2004/2009 - This 4-lag analog Correlator Module was designed in collaboration with Ference Marki of Marki Microwave. It accepts 2-18 GHz IF inputs from a pair of antennas via left and right connectors and a final set of 4-way power division to 4 analog mixers. The 4 mixers are staggered to provide 90 degree phase delay at 10 GHz between each mixer. The low frequency signal product is output via pins on the rear of this module and fed to a DC amplifier board. The original 7 element system required 49 modules and in 2009 we upgraded to 13-elements which required an additional 120 for a total of 169 modules (design F. Marki, D. Kubo, J. Peterson - CMU). Photo courtesy of F. Marki.
Description of this module on the ASIAA website:
2010 Astrophysical Journal article:
2004/2009 - Another view of the Analog Correlator module with solid absorber installed over the mixers, note the Duroid substrate. Many thanks to Ferenc for putting in countless hours assembling these modules for our AMiBA project.
One of the more challenging aspects of the analog correlator design was how to physically interconnect 78 correlator modules so that each processed a unique pair of antenna baselines. We accomplished this with a rectangular matrix consisting of horizontal 4-way power dividers on the front and vertical power dividers on the rear.

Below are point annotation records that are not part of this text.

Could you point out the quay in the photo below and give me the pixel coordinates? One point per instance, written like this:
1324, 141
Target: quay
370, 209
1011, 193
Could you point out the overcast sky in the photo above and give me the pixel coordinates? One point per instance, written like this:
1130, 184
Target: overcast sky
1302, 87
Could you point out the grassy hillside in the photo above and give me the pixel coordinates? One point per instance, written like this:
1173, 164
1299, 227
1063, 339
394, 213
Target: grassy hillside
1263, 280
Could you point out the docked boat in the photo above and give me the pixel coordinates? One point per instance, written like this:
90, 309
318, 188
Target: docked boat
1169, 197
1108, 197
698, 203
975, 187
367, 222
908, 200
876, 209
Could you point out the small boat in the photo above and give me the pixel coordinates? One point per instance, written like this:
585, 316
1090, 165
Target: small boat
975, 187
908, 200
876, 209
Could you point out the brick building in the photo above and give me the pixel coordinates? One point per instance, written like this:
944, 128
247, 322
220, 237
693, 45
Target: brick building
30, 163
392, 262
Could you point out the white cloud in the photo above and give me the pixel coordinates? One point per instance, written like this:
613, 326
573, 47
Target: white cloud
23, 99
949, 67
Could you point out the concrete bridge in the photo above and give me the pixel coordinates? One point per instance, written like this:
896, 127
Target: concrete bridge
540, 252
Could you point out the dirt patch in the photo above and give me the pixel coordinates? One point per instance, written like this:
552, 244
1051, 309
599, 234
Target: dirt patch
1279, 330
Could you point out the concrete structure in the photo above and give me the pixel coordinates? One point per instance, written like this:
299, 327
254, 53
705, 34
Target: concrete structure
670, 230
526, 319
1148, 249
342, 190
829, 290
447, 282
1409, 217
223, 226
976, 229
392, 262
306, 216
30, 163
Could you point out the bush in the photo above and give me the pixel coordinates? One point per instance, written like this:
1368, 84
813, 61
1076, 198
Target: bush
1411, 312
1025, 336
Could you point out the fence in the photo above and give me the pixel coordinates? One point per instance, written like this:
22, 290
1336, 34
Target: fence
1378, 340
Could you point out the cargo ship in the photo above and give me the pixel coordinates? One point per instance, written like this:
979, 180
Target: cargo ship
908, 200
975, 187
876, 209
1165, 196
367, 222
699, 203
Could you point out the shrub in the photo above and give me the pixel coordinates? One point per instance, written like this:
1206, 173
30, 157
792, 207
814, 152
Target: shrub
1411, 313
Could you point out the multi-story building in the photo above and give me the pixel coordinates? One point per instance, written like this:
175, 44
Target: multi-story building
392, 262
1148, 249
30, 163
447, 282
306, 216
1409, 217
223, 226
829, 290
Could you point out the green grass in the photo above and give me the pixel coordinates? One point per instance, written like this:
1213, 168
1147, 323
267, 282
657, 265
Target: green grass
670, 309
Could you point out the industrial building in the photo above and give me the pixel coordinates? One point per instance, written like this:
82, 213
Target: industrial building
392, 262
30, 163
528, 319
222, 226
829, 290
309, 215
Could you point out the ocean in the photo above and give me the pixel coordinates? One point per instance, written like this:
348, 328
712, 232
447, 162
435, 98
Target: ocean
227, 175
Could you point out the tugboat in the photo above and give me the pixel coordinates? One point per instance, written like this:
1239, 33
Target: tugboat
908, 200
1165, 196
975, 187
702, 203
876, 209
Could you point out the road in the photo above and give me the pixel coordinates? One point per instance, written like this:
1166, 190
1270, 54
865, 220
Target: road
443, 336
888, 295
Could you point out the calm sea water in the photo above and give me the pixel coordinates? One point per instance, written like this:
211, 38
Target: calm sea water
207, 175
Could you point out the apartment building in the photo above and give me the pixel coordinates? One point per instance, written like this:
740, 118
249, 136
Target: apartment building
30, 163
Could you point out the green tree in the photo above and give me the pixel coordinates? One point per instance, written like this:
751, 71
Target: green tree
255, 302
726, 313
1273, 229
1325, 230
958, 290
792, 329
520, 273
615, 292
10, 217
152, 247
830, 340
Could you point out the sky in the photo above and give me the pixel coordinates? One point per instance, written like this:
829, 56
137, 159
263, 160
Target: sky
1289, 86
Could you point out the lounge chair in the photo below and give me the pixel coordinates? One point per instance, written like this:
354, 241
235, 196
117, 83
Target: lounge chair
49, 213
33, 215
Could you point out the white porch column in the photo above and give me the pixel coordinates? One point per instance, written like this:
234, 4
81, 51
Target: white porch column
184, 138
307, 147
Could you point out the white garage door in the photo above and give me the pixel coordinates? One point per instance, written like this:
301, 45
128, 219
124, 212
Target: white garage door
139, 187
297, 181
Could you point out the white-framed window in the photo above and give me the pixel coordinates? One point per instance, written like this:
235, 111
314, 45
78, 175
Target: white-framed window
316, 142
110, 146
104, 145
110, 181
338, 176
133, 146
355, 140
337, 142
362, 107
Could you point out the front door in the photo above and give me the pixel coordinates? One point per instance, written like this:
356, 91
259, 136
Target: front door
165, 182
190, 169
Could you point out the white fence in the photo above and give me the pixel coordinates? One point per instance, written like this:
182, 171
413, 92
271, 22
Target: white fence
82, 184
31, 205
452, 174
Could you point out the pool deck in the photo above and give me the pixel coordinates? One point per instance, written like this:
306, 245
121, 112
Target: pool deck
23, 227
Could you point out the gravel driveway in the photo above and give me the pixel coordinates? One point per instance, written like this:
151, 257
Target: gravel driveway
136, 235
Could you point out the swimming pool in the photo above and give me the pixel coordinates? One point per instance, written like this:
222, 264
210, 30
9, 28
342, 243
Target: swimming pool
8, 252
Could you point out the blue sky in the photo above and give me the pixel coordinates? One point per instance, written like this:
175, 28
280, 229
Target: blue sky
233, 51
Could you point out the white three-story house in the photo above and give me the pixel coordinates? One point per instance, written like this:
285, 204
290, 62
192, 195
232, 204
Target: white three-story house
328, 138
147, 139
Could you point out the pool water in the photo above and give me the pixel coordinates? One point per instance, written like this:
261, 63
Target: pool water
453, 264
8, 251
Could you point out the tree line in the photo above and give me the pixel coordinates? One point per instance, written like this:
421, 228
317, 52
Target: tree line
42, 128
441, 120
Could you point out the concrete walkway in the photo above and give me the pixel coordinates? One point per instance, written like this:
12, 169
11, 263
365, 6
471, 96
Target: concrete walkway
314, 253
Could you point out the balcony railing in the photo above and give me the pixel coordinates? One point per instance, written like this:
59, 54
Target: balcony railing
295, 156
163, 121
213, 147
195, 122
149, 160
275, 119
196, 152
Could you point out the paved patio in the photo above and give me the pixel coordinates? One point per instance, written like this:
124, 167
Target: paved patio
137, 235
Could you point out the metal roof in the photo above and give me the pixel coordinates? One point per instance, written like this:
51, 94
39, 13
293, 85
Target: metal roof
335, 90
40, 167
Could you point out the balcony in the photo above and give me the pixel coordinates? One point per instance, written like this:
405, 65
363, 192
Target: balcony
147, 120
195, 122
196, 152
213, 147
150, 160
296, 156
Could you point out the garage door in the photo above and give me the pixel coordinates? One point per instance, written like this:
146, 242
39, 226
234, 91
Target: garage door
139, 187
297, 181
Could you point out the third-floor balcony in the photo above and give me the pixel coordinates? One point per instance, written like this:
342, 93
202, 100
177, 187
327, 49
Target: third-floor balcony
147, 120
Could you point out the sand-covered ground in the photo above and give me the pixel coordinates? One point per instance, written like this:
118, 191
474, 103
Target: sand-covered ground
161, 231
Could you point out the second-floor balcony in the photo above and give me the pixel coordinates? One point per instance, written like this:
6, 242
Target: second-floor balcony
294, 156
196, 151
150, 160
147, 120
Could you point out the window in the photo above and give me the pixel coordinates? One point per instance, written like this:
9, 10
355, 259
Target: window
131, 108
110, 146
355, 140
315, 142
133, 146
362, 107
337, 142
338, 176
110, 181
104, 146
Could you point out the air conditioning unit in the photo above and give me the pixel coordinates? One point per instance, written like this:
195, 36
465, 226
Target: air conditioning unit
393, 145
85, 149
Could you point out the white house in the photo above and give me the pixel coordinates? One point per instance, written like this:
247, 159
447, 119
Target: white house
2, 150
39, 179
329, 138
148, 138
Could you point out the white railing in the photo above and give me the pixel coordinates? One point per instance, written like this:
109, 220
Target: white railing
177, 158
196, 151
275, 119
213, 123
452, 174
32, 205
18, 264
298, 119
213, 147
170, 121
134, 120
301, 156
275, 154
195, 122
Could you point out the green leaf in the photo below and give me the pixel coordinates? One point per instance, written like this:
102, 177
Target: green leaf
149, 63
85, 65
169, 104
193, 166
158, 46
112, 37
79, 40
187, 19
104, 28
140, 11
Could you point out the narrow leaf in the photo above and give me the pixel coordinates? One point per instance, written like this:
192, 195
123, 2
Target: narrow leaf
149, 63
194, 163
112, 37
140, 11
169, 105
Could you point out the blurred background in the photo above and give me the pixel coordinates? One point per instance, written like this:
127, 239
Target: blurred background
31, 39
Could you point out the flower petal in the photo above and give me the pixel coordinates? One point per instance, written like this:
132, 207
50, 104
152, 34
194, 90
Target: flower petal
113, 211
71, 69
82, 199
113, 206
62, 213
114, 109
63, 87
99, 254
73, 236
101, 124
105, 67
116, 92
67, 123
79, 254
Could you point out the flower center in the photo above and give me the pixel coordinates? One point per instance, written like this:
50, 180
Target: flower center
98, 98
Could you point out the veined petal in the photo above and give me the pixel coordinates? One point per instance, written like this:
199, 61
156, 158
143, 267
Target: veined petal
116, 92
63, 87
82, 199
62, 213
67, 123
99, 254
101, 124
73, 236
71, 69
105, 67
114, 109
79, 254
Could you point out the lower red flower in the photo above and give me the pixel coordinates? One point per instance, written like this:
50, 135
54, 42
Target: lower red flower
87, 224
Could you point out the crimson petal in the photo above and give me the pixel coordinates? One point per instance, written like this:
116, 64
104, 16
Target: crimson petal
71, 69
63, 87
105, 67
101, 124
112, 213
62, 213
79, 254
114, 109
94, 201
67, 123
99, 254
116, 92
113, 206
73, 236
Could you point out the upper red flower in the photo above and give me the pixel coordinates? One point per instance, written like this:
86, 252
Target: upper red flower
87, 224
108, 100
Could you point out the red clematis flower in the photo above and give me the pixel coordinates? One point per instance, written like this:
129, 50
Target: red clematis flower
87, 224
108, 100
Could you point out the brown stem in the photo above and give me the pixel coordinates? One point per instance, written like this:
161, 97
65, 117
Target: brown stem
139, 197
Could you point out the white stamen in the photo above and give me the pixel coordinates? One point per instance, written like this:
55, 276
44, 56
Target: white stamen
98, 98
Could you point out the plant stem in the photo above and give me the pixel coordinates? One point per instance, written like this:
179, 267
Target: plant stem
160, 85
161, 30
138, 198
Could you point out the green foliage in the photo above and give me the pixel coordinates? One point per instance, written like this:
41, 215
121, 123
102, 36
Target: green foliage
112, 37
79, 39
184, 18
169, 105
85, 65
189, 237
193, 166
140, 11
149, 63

Drawing of physical configuration:
2004/2009 - A DC amplifier with gain of 1000 V/V was designed to interface directly to the Analog Correlator Module. A DC block was introduced to remove the undesired DC component from the mixers (varied as a function of input power and temperature) phase switching allowed the desired signal to pass through and be amplified. This design utilized low noise Burr Brown instrumentation op-amps to minimize the Johnson noise effects (D. Kubo, W. Wilson - ATNF).
2006 - I added this early photo of the AMiBA platform to fill this space. This hexapod drive system turned out to be quite complex as it requires the the platform to be very stiff. We ended up having to design and add a steel ring structure (P. Raffin) between the hexapod legs and CFRP platform to reduce deformation. Even with the steel ring we still see ~1 mm of platform deflection at the edges which is non-trivial for 3 mm observation wavelength. The science team has largely modeled the deformation and removes most of it's effect in post processing.